Es sabido que en las contiendas electorales abundan la pluralidad de conceptos, las propuestas y las promesas a la opinión pública, en su mayoría, amoldadas a partir de las posturas ideológicas que emanan de las estrategias de cada candidato. Las redes sociales, las encuestas, los medios de comunicación, la publicidad, los eventos y la agenda en general de cada aspirante sin duda es la que marca una referencia de socialización con respecto a sus ideas y planteamientos, pero sobre todo al tono que enmarcará en su discurso.

La inmediatez de los medios, la multiplicidad de la oferta digital y el acceso irrestricto a confrontaciones editoriales, afortunadamente han permitido que la opinión pública de hoy, se forme un concepto más completo de cada opción electoral, por lo menos con algo más de fundamento que hace 20 o 30 años en donde simplemente se votaba por el color de un trapo.

La enorme cantidad de medios, los diferentes escenarios de cercanía con los candidatos y las opciones tecnológicas para multiplicar en simultánea diferentes mensajes, han permitido que la política se viva de una forma más directa y participativa, incrementando la persuasión en el mensaje, pero tristemente también acrecentando los riesgos de fanatismos desmedidos amparados en las corrientes de desinformación.

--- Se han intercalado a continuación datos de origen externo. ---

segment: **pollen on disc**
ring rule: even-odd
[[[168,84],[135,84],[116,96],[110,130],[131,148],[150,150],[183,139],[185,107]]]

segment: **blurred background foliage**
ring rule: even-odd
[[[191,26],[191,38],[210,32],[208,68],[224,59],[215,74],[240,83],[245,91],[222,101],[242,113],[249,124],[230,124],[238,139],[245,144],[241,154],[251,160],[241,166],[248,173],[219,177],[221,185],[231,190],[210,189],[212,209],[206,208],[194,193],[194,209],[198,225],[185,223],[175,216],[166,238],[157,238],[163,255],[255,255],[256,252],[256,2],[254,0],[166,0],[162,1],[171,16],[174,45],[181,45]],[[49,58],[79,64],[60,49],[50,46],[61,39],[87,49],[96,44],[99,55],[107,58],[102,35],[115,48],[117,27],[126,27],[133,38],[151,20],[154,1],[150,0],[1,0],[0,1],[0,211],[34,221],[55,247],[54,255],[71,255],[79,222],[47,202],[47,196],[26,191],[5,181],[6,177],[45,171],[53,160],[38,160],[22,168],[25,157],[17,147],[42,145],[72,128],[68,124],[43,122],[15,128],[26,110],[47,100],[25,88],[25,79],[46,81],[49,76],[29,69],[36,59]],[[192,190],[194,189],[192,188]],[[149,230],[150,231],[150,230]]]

La guerra por ejemplo, que durante los últimos 52 años ha sido una constante electoral en el mensaje y las posiciones de los candidatos por el trasfondo político que ha tenido en las regiones y coyunturas propias de cada sector, claramente aún tiene un enfoque que polariza y se ha prestado para incrementar con mayor rigor el tono desfasado en las posiciones de la mayoría de los aspirantes a algún cargo por elección.

La responsabilidad de los líderes que en su mayoría debería centrarse más en las propuestas, se ha desacreditado por el tono desmedido que utilizan para expresar sus enriquecedoras posiciones. Las mentiras, los descalificativos, los datos imprecisos, uno que otro hacker o asesor que implemente la estrategia del rumor infundado y macabras jugadas de persuasión infundadas en la ley del “espiral del silencio”, son el pan de cada día que parece no querer que se termine la guerra en Colombia, pasándola de los fusiles y el monte, a los despropósitos editoriales.

La opinión pública ha venido reaccionando paulatinamente a esa realidad. Colombia merece que la guerra termine, tanto en la selva y los montes, como en los improperios en los discursos. Cada dardo editorial fanático lanzado en las ciudades, se puede convertir en un suceso de violencia en la periferia. Qué injusto con nuestra historia, que con las críticas válidas a un acuerdo que en su fin más importante y valioso, sacó de circulación a quienes han desangrado injustamente a Colombia hace 52 años, ahora sean nuestros propios líderes, los que activen la violencia desde la clandestinidad de un teclado.

Después de más de medio siglo, Colombia y la opinión pública merecen un debate con propuestas y coherencia. Por primera vez, el electorado puede votar en contra del miedo y la desgarradora historia donde los verdugos ya se pueden derrotar en las urnas y no en las implacables y reprochables manos de la guerra.

Bienvenidas las buenas maneras en la política, el respeto, la coherencia y las propuestas de todas las corrientes democráticas que fundamentan el amplio abanico de posibilidades para los votantes, que estamos aburridos hasta las entrañas de los patéticos pronunciamientos que fomenten el miedo, el odio y la guerra. ¡A proponer candidatos! Ya hay alguien que está haciendo esa labor con resultados visibles además de paz y reconciliación, con propuestas vinculantes a favor de las realidades de la calle.